A Story of Unaccompanied Afghan Women Deported from Iran
April 15, 2025
Tamim Attaiy
The Islam Qala border is not just a geographic line between two countries these days; it is a line between hope and despair — between mothers who left Afghanistan in search of a better life and now return empty-handed, a child in their arms, to a place where no one is waiting for them.
Arezo, a 34-year-old unaccompanied woman, is one of the hundreds of women recently deported to Afghanistan.
She says: "I was in Iran for eleven years. My husband was an addict and passed away three years ago. I worked, I took care of my mother and the children myself. But now, with only the clothes on our backs, they threw us here. They said: You're illegal, you have to leave."
Next to her stands Somayeh — a young woman with two small daughters: one six years old and the other only two and a half.
She says: "My husband abandoned us. I used to sew and work to raise these two. I had no support, no income, no security. And now they’ve kicked us out of Iran as well. We slept the first night at customs. I don’t even know where I’ll be tonight."
These mothers are just a few examples of a new wave of deportations of unaccompanied Afghan women from Iran — deportations in which there is no assessment of individual circumstances, no access to legal services, and not even a chance to defend oneself.
This is while, according to the 1951 Geneva Convention and the 1967 Protocol, no asylum seeker should be returned to a country where they face the threat of violence, persecution, or serious human rights violations. This fundamental principle, known as non-refoulement, is clearly stated in international law.

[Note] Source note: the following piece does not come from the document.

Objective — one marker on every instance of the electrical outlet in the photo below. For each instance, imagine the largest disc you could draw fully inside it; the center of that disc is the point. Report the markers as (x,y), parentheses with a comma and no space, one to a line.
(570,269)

Despite this, Iran has deported tens of thousands of Afghan migrants in recent months — including unaccompanied women and children.

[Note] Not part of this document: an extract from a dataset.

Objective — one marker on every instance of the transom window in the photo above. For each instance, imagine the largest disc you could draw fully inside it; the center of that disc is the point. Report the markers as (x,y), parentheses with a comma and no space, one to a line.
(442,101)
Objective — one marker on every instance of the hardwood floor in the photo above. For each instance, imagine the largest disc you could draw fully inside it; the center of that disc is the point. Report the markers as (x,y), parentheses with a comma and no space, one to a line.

Human rights organizations such as Human Rights Watch, Amnesty International, and UNHCR have repeatedly warned that this process constitutes a clear violation of the rights of migrants and asylum seekers.
Inside Afghanistan, there is no specific support mechanism for returnees. These women, after crossing the border, have no home, no cash assistance, and no psychological services.
One Taliban official in Islam Qala says: "We don’t have enough resources. We house some of them with the help of locals in mosques and hospitals, but their situation is truly critical."
Arezo says at the end: "I never thought I’d be deported from Iran. I never thought my own homeland wouldn’t have a place for me either. I look at my children and just ask: what do we do now? Where do we go?"
And Somayeh, holding her little daughter close to her chest, whispers quietly: "We were just women. Just mothers. But it seems like that is the greatest crime in the world."